Mais pour un qui se dit qu’il vaut mieux travailler que de ne rien faire, il est un autre qui ignore la vertu bienfaisante de l’effort physique aussi bien sur l’esprit que sur le corps.

— Tu ne travailles donc pas ? demandais-je un jour à un type curieux, qu’on appelait « le philosophe » parce qu’il avait le don particulier de disserter sur tout avec originalité.

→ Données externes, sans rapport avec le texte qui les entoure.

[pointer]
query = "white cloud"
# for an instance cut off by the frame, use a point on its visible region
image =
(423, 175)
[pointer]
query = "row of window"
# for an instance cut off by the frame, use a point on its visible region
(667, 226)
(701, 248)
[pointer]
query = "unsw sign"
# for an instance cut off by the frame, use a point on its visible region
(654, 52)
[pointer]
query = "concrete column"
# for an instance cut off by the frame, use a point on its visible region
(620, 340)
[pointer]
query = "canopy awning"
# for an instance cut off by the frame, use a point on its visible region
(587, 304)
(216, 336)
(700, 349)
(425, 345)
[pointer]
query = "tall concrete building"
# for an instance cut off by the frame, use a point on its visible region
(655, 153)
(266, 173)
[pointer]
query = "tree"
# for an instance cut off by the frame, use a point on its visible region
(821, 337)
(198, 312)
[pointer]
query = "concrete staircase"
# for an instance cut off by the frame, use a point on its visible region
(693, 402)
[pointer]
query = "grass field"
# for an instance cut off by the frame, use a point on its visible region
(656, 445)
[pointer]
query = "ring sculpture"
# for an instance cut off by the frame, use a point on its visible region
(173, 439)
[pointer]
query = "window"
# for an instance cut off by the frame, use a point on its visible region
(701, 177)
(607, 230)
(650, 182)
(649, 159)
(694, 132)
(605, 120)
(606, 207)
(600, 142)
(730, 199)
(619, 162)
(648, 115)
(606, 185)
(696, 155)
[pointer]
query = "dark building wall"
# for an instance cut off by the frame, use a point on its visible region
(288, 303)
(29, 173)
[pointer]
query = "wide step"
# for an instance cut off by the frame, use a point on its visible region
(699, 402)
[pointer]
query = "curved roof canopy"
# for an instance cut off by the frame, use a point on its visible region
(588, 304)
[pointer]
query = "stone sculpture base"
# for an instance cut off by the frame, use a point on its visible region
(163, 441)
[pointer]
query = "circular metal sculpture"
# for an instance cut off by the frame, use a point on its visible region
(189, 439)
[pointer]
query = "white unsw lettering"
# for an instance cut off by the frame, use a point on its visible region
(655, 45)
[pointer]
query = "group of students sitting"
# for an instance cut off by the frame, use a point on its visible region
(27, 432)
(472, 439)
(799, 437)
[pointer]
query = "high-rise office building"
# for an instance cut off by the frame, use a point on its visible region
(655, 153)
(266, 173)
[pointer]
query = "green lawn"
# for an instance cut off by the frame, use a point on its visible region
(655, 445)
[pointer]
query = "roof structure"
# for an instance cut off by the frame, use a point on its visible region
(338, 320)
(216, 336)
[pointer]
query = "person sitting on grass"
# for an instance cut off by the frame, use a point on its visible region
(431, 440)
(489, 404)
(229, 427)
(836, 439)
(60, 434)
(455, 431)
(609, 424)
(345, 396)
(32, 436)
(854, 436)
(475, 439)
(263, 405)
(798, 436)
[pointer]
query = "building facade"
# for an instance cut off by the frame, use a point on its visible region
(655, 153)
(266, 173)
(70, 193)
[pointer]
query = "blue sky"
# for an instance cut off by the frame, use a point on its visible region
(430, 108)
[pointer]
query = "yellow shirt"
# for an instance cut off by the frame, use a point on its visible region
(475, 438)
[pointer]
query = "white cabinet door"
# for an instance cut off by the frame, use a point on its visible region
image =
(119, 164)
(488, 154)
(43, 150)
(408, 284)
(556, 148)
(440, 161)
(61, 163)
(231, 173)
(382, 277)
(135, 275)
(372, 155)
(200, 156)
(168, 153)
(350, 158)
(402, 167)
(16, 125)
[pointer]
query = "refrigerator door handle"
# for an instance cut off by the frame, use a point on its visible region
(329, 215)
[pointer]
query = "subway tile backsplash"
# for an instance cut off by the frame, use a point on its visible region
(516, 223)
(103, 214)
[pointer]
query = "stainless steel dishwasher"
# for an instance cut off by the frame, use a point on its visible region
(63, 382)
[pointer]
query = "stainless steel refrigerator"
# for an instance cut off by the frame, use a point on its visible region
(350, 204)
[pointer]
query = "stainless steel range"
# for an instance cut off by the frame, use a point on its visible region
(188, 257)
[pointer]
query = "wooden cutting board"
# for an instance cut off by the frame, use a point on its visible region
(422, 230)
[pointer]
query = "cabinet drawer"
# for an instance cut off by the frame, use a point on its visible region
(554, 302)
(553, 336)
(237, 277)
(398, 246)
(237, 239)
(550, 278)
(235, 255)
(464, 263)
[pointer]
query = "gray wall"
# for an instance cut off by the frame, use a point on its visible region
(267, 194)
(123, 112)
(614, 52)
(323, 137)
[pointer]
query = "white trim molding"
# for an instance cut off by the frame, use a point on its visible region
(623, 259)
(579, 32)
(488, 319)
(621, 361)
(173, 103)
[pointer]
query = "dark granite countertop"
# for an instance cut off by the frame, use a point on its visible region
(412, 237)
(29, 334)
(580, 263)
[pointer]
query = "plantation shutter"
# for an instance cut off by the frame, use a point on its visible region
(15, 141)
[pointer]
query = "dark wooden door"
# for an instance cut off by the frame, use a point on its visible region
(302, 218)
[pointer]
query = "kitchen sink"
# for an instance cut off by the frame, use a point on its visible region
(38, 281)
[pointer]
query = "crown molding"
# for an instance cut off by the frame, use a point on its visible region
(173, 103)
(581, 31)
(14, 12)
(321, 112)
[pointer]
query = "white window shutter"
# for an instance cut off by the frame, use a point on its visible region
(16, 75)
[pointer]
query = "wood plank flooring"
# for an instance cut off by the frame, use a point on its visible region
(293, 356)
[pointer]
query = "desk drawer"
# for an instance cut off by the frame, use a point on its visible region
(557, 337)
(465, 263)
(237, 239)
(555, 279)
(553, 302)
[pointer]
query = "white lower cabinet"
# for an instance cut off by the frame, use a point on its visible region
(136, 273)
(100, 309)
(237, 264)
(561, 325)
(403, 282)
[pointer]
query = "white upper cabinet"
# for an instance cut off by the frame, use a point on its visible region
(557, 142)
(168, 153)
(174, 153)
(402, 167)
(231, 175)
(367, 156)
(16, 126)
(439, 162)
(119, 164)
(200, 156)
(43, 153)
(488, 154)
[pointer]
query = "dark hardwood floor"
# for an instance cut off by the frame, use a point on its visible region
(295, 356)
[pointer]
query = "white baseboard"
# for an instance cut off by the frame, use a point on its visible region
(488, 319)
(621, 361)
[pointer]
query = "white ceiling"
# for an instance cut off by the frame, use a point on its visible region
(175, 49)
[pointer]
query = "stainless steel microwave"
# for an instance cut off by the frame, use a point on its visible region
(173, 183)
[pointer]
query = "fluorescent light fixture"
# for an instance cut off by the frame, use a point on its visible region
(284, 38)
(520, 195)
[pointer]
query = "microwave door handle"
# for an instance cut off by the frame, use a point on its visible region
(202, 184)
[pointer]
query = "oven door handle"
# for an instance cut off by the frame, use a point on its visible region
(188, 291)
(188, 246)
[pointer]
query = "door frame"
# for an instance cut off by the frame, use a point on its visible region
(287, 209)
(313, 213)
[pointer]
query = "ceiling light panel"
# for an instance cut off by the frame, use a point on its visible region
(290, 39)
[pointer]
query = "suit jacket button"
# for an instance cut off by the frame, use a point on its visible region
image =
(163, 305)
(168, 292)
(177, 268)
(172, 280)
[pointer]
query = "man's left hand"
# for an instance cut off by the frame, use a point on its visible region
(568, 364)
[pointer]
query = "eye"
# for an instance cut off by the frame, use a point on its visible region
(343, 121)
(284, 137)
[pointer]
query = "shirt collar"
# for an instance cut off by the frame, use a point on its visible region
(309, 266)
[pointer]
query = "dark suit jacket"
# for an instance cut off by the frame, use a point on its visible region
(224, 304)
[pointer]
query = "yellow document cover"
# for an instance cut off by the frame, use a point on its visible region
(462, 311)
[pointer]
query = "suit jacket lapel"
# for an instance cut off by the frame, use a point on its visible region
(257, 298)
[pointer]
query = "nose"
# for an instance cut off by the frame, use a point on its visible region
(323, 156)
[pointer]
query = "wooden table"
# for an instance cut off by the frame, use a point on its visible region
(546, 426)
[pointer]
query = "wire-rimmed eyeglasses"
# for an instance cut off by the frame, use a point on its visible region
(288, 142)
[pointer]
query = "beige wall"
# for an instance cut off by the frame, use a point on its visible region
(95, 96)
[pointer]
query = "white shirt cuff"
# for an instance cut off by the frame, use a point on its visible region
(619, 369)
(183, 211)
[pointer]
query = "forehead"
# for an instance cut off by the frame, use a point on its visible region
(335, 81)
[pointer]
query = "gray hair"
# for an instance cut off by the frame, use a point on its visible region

— Pourquoi travaillerais-je ? répondit-il avec une moue de mépris.

— Comment ? mais le travail est un excellent tonique…

— Oui, railla-t-il, le travail : noblesse de l’homme ! C’est ce que disent les proverbes. Vous me faites tous rire lorsque je vous entends faire de semblables raisonnements. C’est de la logique sentimentale. Vous vous trouvez des raisons pour justifier ce que l’ennui vous fait faire.

— Et pourquoi pas ? Puisque nous devons mener ici une existence en dehors de l’ordinaire, aussi bien essayer de se convaincre que ce que nous faisons est utile à quelque chose et que le fait même d’être ici peut servir à quelque chose.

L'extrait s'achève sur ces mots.